Two figures show the opposing trends observed in the health sector in Turkey: while life expectancy increased from just over 44 years in 1960 to 68.5 years in 2000 and 72.5 years in 2011 (70.61 for men and 74.49 for women), the infant mortality rate, although declining, remains one of the highest in the world: 18 per thousand and 100 per thousand in the western and eastern parts of the country, respectively. Preventive medicine has emerged only in the last fifteen or twenty years. According to the Ministry of Health, Turkey had one doctor and 1.3 nurses per 1,000 inhabitants (compared with 3.3 and 9.8, respectively, in the European Union) in 2011; its hospital capacity was only 2.3 beds per 1,000 inhabitants (5.7 in the EU), and it spent euros 671 per capita for health (euros 2,192 in Europe). Health expenses consumed 5.6% percent of GDP compared to an average of 8.3 percent in Europe. These macroeconomic data and the existence of a system to protect wage earners and contributors cannot conceal the difficulties faced by a population group in accessing medical care. Of the 1,439 hospitals (including 42 military hospitals) in the country, 490 are private, but they account for 75 percent of the health sector’s total expenses. The maternal mortality rate per 100,000 live births is 16 across Turkey but is 22.6 in the Southern Anatolia region, 22.9 in the Black Sea region, and at least 26.1 in the Central Anatolia region. Another indication of these inequalities is that the population over 65 years is 7.09% percent of the total population but only 4.9 percent of the population in the South-Eastern Anatolia region and 4 percent in the Central Anatolia region.

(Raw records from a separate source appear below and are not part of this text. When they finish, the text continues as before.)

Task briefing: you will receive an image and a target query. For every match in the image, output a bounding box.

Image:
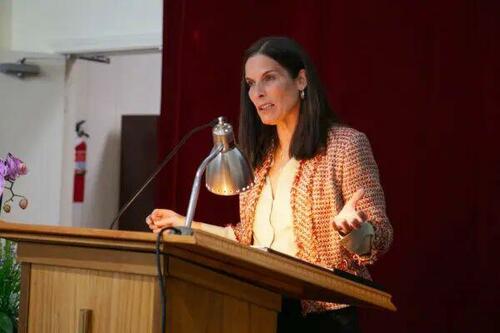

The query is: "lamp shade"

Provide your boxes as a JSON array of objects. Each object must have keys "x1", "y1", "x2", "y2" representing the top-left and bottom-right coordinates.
[{"x1": 205, "y1": 117, "x2": 254, "y2": 195}]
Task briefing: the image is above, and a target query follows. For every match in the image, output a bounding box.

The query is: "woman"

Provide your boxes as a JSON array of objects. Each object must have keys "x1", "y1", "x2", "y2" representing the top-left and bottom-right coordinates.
[{"x1": 146, "y1": 37, "x2": 392, "y2": 332}]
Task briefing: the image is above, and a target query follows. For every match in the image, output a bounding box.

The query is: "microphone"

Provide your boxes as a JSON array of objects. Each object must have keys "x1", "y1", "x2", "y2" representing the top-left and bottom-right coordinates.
[{"x1": 109, "y1": 118, "x2": 219, "y2": 229}]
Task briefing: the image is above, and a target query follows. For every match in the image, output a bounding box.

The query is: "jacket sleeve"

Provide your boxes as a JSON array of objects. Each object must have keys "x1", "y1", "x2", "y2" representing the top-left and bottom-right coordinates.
[{"x1": 342, "y1": 131, "x2": 393, "y2": 265}]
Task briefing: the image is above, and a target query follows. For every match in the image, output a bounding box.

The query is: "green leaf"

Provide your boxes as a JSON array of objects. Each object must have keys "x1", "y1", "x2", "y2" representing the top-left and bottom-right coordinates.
[{"x1": 0, "y1": 312, "x2": 14, "y2": 333}]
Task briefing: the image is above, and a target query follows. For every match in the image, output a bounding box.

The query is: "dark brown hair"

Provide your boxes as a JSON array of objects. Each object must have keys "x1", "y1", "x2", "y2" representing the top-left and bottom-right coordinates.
[{"x1": 239, "y1": 37, "x2": 338, "y2": 168}]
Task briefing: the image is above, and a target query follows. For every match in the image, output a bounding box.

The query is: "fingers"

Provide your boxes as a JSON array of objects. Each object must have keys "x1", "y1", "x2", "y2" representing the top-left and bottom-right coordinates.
[
  {"x1": 333, "y1": 212, "x2": 366, "y2": 235},
  {"x1": 345, "y1": 188, "x2": 365, "y2": 209},
  {"x1": 146, "y1": 209, "x2": 185, "y2": 233}
]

The social security system, financed by employee and employer contributions, is under the authority of the Social Security Institution. This system provides its members with insurance against sickness, maternity, work accidents, occupational diseases, invalidity, and old age. It also provides payments after death and unemployment benefits. Members of liberal professions, merchants, and craftsmen, who are required to form professional corporations in their fields, receive insurance from another public institution, the Bağ-Kur. The Republic of Turkey Pension Fund provides insurance for retired civil servants.